Hi Fidaullah,

Thanks for the fix,
Acked-by: Dmitry Kozlyuk <dmitry.kozliuk@gmail.com>


Anatoly, I noticed a couple of other things while testing this.

1. Consider:

elt_size = pg_sz - MALLOC_ELEM_OVERHEAD
rte_malloc(align=0) which is converted to align = 1.

Obviously, such an element fits into one page, however:

alloc_sz = RTE_ALIGN_CEIL(1 + pg_sz +
                (MALLOC_ELEM_OVERHEAD - MALLOC_ELEM_OVERHEAD),
                pg_sz) == 2 * pg_sz.

This can unnecessarily hit an allocation limit from the system or EAL.
I suggest, in both places:

alloc_sz = RTE_ALIGN_CEIL(RTE_ALIGN_CEIL(elt_size, align) +
                MALLOC_ELEM_OVERHEAD, pg_sz);

This would be symmetric with malloc_elem_can_hold().

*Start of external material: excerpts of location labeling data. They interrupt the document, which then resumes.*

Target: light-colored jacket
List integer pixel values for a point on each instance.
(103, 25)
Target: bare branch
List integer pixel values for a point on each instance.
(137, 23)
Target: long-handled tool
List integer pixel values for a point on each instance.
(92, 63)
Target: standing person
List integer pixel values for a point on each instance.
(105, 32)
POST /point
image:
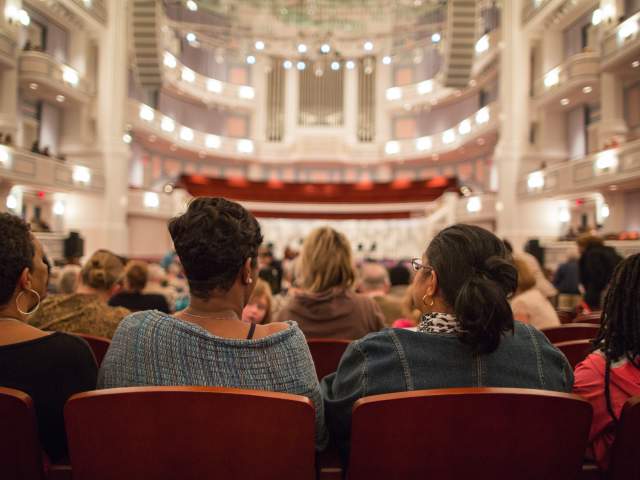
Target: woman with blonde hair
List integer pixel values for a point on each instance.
(327, 306)
(258, 310)
(86, 311)
(529, 305)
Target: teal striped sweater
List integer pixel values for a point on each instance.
(153, 348)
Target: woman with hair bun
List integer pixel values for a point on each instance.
(86, 311)
(466, 337)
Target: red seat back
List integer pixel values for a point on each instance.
(326, 354)
(465, 433)
(566, 316)
(20, 452)
(593, 317)
(99, 345)
(571, 331)
(625, 451)
(575, 350)
(190, 433)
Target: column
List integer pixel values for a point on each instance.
(612, 127)
(112, 91)
(259, 80)
(291, 104)
(383, 81)
(351, 105)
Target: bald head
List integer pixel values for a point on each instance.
(374, 278)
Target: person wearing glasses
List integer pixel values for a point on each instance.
(208, 344)
(466, 337)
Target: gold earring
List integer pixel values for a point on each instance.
(428, 304)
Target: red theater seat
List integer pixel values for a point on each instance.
(575, 350)
(571, 331)
(20, 452)
(190, 433)
(593, 317)
(326, 354)
(469, 433)
(99, 345)
(625, 453)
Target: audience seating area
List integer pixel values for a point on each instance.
(469, 433)
(170, 433)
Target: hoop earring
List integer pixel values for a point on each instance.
(428, 304)
(34, 309)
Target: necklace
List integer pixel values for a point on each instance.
(233, 316)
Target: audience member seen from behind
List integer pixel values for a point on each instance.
(375, 283)
(567, 282)
(327, 307)
(542, 283)
(467, 336)
(611, 374)
(597, 262)
(400, 278)
(132, 297)
(258, 310)
(50, 367)
(86, 311)
(208, 344)
(528, 304)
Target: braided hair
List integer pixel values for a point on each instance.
(619, 335)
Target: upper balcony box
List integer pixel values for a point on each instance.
(45, 78)
(621, 46)
(207, 90)
(574, 82)
(7, 45)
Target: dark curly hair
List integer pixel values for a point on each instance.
(476, 277)
(16, 253)
(619, 335)
(213, 240)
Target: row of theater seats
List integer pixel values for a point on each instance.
(189, 433)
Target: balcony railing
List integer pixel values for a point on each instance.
(96, 8)
(26, 168)
(579, 68)
(533, 8)
(482, 122)
(586, 174)
(622, 38)
(144, 117)
(44, 68)
(209, 90)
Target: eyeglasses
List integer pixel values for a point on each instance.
(417, 265)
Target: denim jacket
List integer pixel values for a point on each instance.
(395, 360)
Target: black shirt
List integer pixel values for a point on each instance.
(50, 369)
(137, 302)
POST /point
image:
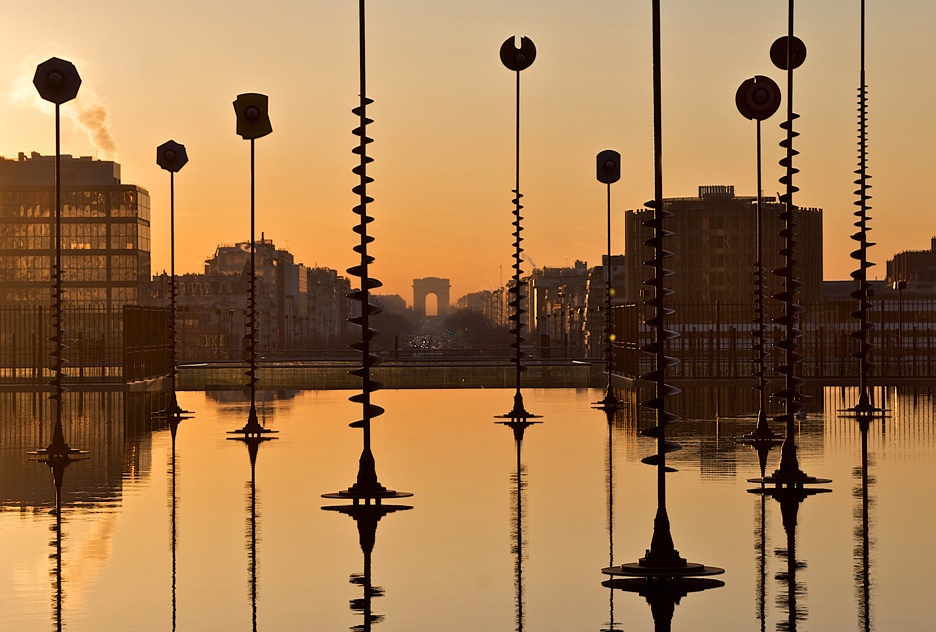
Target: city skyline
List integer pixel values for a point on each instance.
(443, 123)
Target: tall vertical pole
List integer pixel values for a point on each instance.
(253, 294)
(517, 59)
(253, 122)
(608, 171)
(173, 403)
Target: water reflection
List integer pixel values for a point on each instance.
(173, 416)
(366, 514)
(615, 416)
(862, 531)
(517, 498)
(252, 440)
(122, 516)
(57, 464)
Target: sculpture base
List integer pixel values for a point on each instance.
(686, 569)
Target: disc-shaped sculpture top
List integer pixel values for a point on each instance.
(57, 80)
(171, 156)
(758, 98)
(778, 53)
(609, 166)
(253, 116)
(518, 58)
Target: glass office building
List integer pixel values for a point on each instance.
(105, 233)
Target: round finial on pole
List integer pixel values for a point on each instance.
(57, 80)
(253, 118)
(778, 53)
(758, 98)
(609, 166)
(171, 156)
(518, 58)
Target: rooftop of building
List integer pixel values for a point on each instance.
(38, 170)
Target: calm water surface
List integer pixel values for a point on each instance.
(482, 548)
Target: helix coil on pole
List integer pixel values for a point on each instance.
(662, 560)
(57, 81)
(758, 99)
(862, 292)
(788, 53)
(253, 122)
(517, 59)
(367, 485)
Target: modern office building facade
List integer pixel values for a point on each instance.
(105, 233)
(714, 248)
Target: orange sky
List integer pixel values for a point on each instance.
(443, 116)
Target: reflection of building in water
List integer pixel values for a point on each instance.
(105, 232)
(115, 428)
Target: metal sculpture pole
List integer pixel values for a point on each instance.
(253, 122)
(367, 486)
(171, 156)
(662, 560)
(517, 59)
(609, 171)
(757, 99)
(57, 81)
(788, 53)
(862, 292)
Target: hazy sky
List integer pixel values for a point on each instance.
(444, 119)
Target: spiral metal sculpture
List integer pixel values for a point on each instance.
(662, 560)
(757, 99)
(862, 292)
(253, 122)
(367, 485)
(172, 156)
(57, 81)
(608, 172)
(517, 59)
(788, 53)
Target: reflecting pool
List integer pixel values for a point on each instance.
(156, 534)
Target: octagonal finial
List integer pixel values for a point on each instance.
(518, 58)
(253, 117)
(171, 156)
(57, 80)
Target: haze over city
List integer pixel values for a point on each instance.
(443, 116)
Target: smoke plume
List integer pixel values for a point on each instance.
(88, 111)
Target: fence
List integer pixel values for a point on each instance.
(715, 341)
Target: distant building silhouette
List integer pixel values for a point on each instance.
(441, 288)
(390, 303)
(714, 247)
(595, 300)
(557, 310)
(105, 232)
(916, 268)
(301, 310)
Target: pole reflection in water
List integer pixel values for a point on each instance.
(790, 499)
(662, 566)
(517, 496)
(252, 440)
(57, 463)
(760, 534)
(611, 414)
(173, 419)
(366, 513)
(862, 532)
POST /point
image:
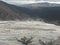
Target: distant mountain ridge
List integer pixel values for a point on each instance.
(8, 13)
(12, 12)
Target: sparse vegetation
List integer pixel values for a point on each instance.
(46, 43)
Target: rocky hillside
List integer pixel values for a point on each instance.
(8, 13)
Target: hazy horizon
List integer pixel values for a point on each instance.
(29, 1)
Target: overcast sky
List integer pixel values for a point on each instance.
(27, 1)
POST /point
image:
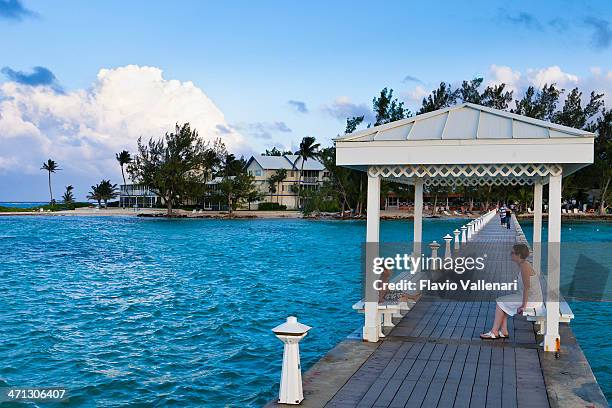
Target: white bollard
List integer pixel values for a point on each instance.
(434, 246)
(447, 251)
(290, 333)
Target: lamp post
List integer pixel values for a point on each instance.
(290, 333)
(434, 246)
(456, 233)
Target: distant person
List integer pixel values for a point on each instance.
(508, 218)
(528, 296)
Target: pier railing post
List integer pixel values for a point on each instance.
(418, 219)
(434, 246)
(551, 338)
(537, 226)
(290, 333)
(447, 250)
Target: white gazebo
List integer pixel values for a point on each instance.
(474, 145)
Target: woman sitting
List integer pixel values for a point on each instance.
(529, 295)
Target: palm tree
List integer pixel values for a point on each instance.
(109, 191)
(68, 197)
(103, 191)
(308, 150)
(123, 158)
(51, 167)
(272, 183)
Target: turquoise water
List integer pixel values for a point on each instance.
(151, 312)
(591, 324)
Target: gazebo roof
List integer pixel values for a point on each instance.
(467, 141)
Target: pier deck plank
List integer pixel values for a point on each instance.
(434, 357)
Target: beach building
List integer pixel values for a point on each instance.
(285, 192)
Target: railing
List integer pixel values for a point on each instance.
(135, 190)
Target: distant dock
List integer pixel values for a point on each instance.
(434, 358)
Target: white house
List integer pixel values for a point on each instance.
(285, 192)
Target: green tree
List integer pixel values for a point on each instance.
(573, 114)
(236, 184)
(103, 191)
(309, 149)
(96, 194)
(469, 91)
(50, 167)
(386, 108)
(603, 157)
(443, 97)
(539, 104)
(124, 158)
(496, 97)
(171, 166)
(68, 196)
(352, 123)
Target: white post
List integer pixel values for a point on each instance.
(537, 225)
(456, 233)
(551, 338)
(447, 251)
(434, 246)
(372, 322)
(418, 219)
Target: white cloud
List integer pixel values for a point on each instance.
(415, 96)
(82, 129)
(342, 108)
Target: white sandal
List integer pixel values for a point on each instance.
(488, 336)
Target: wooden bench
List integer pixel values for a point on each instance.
(538, 315)
(388, 310)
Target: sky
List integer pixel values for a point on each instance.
(80, 81)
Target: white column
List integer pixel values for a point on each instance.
(418, 215)
(418, 219)
(537, 225)
(371, 326)
(551, 338)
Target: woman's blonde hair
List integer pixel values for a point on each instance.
(521, 250)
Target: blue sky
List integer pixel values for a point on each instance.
(252, 58)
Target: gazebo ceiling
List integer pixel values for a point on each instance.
(469, 143)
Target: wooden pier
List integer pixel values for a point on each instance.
(434, 357)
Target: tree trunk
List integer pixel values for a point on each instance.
(123, 175)
(602, 197)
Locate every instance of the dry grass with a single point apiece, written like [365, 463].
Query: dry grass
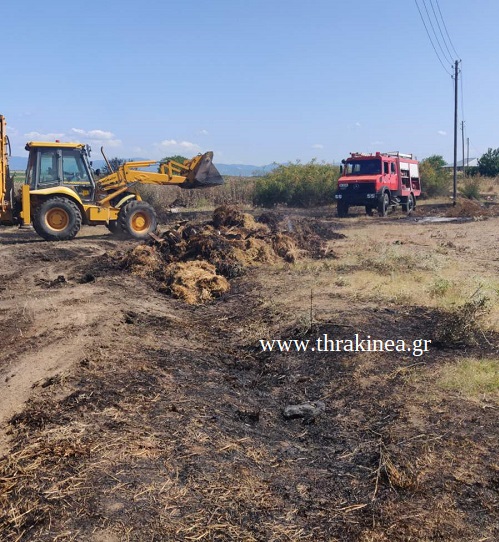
[471, 377]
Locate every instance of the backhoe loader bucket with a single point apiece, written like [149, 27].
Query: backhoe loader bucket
[204, 174]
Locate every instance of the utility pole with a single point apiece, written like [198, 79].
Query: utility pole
[467, 153]
[462, 130]
[456, 71]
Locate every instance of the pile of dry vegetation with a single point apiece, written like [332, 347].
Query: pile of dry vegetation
[194, 262]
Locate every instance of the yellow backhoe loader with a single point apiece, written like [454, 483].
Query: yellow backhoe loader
[61, 191]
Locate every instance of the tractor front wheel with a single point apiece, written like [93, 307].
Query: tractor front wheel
[57, 219]
[137, 219]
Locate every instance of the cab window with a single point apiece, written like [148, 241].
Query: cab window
[74, 170]
[48, 167]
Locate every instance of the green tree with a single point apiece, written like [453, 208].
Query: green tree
[297, 185]
[436, 161]
[435, 180]
[488, 164]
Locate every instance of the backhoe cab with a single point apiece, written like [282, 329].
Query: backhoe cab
[61, 191]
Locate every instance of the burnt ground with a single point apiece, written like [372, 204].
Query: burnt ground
[129, 415]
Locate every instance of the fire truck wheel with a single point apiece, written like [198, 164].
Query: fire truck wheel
[409, 206]
[342, 209]
[383, 204]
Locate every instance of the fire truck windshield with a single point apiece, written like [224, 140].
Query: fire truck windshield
[363, 167]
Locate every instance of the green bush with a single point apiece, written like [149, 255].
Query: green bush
[435, 180]
[471, 187]
[297, 185]
[488, 164]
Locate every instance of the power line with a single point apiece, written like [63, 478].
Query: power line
[435, 34]
[440, 30]
[431, 41]
[462, 92]
[445, 27]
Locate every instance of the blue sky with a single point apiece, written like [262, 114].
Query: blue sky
[255, 81]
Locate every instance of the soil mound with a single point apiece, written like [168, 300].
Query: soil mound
[467, 208]
[194, 261]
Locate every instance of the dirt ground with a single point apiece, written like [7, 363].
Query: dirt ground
[128, 415]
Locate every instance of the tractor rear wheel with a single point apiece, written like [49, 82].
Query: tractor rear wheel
[113, 227]
[137, 219]
[57, 219]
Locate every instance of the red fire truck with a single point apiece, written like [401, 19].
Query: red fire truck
[378, 181]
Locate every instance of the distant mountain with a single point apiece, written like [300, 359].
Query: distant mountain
[19, 163]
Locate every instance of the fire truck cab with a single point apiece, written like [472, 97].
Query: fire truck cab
[378, 181]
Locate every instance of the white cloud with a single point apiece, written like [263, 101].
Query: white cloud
[37, 136]
[172, 144]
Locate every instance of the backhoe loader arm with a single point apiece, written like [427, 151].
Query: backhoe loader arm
[6, 181]
[199, 172]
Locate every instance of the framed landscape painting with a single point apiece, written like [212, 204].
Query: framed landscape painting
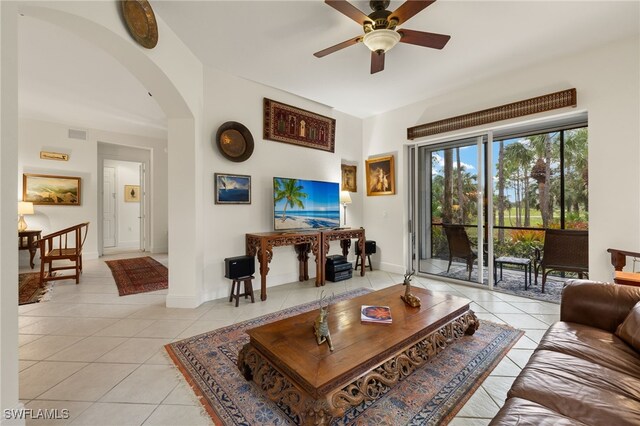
[51, 190]
[232, 189]
[380, 176]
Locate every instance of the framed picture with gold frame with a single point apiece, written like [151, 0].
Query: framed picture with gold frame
[50, 190]
[349, 178]
[380, 173]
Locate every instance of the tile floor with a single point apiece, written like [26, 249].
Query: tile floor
[101, 356]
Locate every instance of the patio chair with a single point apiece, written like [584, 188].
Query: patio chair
[65, 245]
[563, 251]
[459, 245]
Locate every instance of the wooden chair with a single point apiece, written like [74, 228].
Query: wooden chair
[564, 250]
[65, 245]
[459, 245]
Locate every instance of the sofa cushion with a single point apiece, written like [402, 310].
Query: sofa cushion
[579, 389]
[521, 412]
[629, 330]
[592, 344]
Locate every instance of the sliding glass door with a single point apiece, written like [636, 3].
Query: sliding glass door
[451, 210]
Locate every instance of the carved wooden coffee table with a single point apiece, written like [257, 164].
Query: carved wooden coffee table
[285, 361]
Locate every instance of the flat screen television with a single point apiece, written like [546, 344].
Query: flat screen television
[305, 204]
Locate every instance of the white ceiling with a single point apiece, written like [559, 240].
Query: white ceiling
[272, 42]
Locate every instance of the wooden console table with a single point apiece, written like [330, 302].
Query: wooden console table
[344, 236]
[261, 244]
[27, 241]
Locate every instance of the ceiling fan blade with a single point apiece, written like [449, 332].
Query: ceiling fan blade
[348, 10]
[421, 38]
[377, 62]
[337, 47]
[409, 9]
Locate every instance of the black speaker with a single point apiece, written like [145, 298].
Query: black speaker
[239, 266]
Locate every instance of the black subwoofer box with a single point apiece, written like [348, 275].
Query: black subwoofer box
[239, 266]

2. Alignment calculation depends on whether we allocated new pages or not:

malloc_heap_alloc_on_heap_id(align = 0) ->
heap_alloc(align = 1) ->
find_suitable_element(align = RTE_CACHE_LINE_ROUNDUP(align))

malloc_heap_alloc_on_heap_id(align = 0) ->
alloc_more_mem_on_socket(align = 1) ->
try_expand_heap() -> ... ->
alloc_pages_on_heap(align = 1) ->
find_suitable_element(align = 1)

Why do we call find_suitable_element() directly and not just return
and repeat the heap_alloc() attempt?